In the short term, Nvidia’s position in key scenarios such as high-performance AI training and large-scale computing is unlikely to be shaken. The Rubin platform is already being used by major cloud providers such as AWS and Microsoft, and its advantages in energy efficiency and cost control are currently unmatched by Chinese GPUs. For Russian tech giants that need to process ultra-large models, Nvidia remains the most reliable choice.
However, in the long term, the growing popularity of Chinese graphics cards is changing the market landscape.
On the one hand, in vertical scenarios such as government, finance, and industry, the cost-effectiveness and local compatibility advantages of Chinese GPUs are becoming increasingly evident. These scenarios are relatively less dependent on the ecosystem and focus more on practical results and cost control, making them suitable for the digital transformation of small and medium-sized tech companies and traditional industries in Russia. On the other hand, global demand for computing power is becoming more diverse. The development of ASIC chips and in-memory computing technology means that the market is no longer dominated solely by Nvidia. The entry of Chinese companies into these new areas could allow them to achieve a “leapfrog development.”

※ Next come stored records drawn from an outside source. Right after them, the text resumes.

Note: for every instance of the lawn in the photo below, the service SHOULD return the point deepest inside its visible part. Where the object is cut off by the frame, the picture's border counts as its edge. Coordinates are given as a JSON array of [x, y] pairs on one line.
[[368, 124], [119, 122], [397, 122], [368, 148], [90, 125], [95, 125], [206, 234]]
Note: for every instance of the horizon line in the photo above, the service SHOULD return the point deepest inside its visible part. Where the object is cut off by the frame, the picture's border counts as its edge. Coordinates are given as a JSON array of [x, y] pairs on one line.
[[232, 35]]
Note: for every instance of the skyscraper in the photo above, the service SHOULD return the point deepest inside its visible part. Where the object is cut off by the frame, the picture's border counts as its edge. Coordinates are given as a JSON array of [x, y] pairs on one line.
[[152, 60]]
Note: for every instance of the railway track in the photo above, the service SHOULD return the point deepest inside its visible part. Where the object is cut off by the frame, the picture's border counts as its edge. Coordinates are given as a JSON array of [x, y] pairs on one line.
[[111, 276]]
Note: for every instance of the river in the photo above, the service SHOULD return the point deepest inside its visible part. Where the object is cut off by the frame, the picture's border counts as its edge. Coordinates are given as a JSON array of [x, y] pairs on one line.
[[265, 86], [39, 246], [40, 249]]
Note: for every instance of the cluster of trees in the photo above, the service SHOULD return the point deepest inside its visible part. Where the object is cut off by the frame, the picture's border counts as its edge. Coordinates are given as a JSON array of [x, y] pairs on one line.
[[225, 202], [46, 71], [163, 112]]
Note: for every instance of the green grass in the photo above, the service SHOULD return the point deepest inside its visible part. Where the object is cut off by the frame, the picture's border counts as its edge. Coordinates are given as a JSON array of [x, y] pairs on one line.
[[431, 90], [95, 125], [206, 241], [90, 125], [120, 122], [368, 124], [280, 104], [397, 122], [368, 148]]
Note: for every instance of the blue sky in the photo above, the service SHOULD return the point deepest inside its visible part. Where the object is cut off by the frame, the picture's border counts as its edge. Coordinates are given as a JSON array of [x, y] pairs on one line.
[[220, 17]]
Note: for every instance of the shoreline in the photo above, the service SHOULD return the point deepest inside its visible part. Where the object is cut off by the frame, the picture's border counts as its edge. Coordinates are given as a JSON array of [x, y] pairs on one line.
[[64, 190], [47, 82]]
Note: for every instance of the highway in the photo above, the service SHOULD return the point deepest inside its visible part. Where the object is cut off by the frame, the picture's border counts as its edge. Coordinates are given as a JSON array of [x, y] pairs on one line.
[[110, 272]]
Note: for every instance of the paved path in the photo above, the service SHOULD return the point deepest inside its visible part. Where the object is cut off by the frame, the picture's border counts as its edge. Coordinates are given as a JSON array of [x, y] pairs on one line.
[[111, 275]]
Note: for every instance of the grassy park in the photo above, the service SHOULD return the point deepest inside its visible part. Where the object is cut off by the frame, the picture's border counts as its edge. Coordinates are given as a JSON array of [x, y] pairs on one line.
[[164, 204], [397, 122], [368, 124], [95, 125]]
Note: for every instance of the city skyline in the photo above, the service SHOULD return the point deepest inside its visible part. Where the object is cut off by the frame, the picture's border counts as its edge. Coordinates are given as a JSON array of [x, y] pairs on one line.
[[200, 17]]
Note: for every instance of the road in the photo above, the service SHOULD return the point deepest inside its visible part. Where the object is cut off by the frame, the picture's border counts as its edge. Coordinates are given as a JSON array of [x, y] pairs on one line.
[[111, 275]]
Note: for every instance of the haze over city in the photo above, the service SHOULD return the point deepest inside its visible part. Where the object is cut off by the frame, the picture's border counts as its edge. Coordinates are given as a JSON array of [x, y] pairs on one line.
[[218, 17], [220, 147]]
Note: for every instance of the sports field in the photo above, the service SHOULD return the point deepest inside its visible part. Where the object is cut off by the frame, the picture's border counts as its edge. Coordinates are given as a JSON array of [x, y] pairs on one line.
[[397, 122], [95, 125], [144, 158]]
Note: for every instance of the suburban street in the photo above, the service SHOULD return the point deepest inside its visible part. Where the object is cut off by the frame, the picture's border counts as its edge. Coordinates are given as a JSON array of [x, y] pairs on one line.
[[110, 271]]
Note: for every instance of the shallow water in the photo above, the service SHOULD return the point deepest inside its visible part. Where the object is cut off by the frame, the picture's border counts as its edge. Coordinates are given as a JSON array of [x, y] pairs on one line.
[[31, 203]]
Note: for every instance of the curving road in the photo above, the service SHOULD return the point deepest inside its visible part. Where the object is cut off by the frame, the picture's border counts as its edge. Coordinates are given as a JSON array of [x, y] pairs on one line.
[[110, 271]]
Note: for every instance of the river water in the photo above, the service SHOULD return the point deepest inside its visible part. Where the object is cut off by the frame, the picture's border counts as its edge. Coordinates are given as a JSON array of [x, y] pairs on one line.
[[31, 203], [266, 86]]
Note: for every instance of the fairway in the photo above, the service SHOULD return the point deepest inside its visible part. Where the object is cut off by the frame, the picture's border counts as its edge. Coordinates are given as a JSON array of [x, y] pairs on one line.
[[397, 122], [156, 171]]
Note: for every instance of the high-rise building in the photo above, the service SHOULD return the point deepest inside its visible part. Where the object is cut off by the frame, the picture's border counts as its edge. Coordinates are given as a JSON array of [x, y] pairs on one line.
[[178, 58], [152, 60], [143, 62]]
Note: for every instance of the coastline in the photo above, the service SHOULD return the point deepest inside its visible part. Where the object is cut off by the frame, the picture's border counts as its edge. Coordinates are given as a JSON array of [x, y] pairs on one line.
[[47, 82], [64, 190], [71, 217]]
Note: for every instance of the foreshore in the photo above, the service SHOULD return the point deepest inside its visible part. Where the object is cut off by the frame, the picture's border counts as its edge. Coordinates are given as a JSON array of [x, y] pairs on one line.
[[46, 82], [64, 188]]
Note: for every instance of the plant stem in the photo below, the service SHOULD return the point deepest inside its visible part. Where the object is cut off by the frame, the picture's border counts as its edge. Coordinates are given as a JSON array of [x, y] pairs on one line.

What’s more, Chinese companies are making every effort to address their ecosystem shortcomings. Huawei has launched a $1 billion overseas Ascend ecosystem expansion plan, attracting 500,000 overseas developers; open-source components developed by Moore Threads are facilitating adaptation by developers worldwide. As ecosystem barriers gradually weaken, cost-effectiveness and scenario-specific adaptability will become key competitive advantages, and that is where the potential for Chinese GPUs lies.
Conclusion
The development speed of China’s GPU industry is astonishing. From technological progress to commercialization, they have achieved in just a few years what took Western companies more than a decade. However, “replacing Nvidia” is not a goal that can be achieved overnight, but a marathon requiring long-term accumulation of technology, capital, and ecosystem. For Russian companies and investors, Chinese GPUs are not an “either/or” choice, but an important component of diversified computing power, and especially in areas focused on cost-effectiveness and scenario-based solutions, they have already demonstrated sufficient competitiveness.
In the coming years, as the ecosystem improves and the supply chain matures, Chinese GPUs are expected to make breakthroughs in an increasing number of niche markets. This computing power race has no end, and the entry of Chinese companies into the global GPU market is making it more diverse and dynamic. Let us watch and see whether these Eastern competitors can truly change the global computing power landscape.